The trigger for Witkacy’s actual suicide, however, was something other than his long fascination with death. As mentioned, Insatiability depicts the imminent breakdown of western civilization; as such, it’s been described as “a metaphor of total suicide.”37 Predating Huxley and Orwell and written in the same year that Yevgeny Zamyatin’s We was first published in its original Russian,38 Insatiability gives a demonic form to Witkacy’s long felt apprehension about a coming European catastrophe, a socio-political cataclysm that would result in “the ultimate metamorphosis of mankind into a collectivised, technologized, and asexual beehive.”39 Witkacy had long feared that modern man was moving toward a technologically propelled totalitarian society, in which the individual – specifically, individuals like himself, artistic, philosophical, and out of the ordinary – would become obsolete. As war clouds gathered once again over Europe, and the rise of both Fascism and Communism seemed to insure the collapse of western democracy (about which Witkacy held no illusions), Witkacy’s own personal depression and sense of failure combined to create an atmosphere of imminent doom. He had no money, his work had received repeated critical rejection, and his relationships with women were less than successful. By the late thirties, Witkacy had stopped writing plays and had practically given up painting, and had devoted himself almost solely to philosophy, beginning a long correspondence with the philosopher Hans Cornelius.

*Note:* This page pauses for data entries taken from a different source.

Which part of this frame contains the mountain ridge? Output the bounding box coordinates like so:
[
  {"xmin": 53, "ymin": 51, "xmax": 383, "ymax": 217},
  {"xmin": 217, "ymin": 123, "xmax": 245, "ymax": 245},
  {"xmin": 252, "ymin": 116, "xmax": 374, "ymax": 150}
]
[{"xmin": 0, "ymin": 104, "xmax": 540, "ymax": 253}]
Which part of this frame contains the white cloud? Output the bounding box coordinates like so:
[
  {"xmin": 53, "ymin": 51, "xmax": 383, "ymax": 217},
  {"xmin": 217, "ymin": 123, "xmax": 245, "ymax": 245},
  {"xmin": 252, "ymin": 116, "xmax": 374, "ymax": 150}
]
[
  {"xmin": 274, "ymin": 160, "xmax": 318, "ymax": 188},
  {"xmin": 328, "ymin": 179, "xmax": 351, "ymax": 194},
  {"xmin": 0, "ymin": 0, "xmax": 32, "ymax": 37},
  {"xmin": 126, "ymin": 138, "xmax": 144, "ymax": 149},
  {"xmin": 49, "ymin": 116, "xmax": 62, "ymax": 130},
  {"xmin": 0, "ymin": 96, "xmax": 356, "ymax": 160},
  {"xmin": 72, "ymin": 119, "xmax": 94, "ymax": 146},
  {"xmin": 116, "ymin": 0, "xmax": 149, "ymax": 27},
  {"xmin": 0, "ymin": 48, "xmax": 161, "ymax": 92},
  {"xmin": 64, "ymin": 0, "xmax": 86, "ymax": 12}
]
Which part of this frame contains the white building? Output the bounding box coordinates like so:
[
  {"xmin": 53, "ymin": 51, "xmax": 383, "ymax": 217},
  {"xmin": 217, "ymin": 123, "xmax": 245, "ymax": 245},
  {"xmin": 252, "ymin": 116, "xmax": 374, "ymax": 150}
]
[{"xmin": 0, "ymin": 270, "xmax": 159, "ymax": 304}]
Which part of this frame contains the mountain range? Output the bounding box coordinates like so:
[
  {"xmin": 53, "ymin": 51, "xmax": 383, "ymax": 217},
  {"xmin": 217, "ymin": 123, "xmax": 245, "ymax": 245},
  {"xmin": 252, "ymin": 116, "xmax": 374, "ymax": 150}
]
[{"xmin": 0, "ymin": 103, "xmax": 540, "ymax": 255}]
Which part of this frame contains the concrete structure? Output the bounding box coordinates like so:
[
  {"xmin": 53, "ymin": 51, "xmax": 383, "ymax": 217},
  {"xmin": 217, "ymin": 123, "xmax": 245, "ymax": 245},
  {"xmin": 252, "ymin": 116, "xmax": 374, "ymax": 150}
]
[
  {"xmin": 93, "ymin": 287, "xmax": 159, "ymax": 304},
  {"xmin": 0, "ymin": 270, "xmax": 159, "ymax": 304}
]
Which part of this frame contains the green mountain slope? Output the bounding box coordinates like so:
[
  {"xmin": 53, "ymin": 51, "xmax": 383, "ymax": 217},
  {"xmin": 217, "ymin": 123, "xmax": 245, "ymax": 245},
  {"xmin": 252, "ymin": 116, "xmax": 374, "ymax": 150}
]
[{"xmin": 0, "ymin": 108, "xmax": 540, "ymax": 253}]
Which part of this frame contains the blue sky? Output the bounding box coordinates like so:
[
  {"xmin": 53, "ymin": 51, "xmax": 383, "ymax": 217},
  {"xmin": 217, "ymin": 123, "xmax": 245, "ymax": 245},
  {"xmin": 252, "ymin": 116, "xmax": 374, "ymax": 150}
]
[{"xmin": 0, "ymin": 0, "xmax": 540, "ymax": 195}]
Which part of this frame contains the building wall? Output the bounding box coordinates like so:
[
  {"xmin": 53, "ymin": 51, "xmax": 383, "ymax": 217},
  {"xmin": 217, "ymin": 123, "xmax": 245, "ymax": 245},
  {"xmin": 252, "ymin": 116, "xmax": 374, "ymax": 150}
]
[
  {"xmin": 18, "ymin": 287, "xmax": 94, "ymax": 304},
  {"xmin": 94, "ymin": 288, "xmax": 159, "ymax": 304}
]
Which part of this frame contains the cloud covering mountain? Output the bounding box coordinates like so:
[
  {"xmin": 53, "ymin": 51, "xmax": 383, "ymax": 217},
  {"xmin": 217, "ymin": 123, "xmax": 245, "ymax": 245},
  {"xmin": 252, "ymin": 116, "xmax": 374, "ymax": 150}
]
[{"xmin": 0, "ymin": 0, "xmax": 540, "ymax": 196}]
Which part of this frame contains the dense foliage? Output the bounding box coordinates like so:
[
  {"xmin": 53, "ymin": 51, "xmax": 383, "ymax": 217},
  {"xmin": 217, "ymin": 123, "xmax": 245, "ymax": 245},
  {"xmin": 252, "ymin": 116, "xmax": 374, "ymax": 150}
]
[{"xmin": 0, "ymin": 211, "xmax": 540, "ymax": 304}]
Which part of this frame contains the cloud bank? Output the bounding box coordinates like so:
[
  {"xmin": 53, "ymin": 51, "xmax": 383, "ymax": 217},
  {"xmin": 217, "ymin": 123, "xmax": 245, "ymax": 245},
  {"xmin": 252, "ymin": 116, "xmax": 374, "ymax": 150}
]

Friends detected in him a growing gloom, and a return of his fascination with suicide. He spoke of it as a “necessity.” “There is much I could endure,” he told a friend, “but I could never stand to be tortured … What awaits us in the near future is one enormous concentration camp.”40
To another friend he declared, shortly before committing suicide:
You have no idea what a hell awaits this world … a hell very few will survive … Not a single stone will be left standing of our generation or our age… . We are the new Atlantis which is being inundated by a ferocious flood, along with all our theories with which we tried unsuccessfully to subdue life and to plumb its mysterious mechanism; with our hysterical catastrophism, as refine
d and heady as that whole decadent epoch of ours searching in vain for its compass, a cursed epoch … I feel as if I, too, am nearing the end, along with that epoch – I, who was always obsessed by a frantic desire to suck all the magic out of life and to discover its mystery, to transcend its laws and penetrate its most essential meaning.41
To another friend, Witkacy wrote: “I often think about suicide – that it’s going to be necessary to bring my life to an end a bit earlier that way, out of a sense of honour, so as not to live to see my own total comedown.”42
His “total comedown” was avoided by the outbreak of WWII. Witkacy was in Warsaw on 1 September 1939 when Germany invaded Poland. He had volunteered for military service, but was rejected because of his age (fifty-four) and deteriorating health (like Benjamin, his heart was bad; he was also going deaf). So, like thousands of others, he joined the refugees fleeing to the eastern provinces, where it was hoped that a second front could be established. When the Germans bombed Brzes´c´, Witkacy and his lover Czeslawa Korzeniowska set out on foot into the Polish countryside, carrying knapsacks packed with food and clothing. Again like Benjamin, Witkacy was not really up to the journey; his legs were bad, and the couple had to make frequent stops. In the village of Jeziory he reached the end of his road. With the Nazis approaching from the west, Witkacy heard the news that on 17 September, the Russians had invaded from the east, intent on regaining land lost under the Tsar. Witkacy must have wished his prophetic powers were less acute.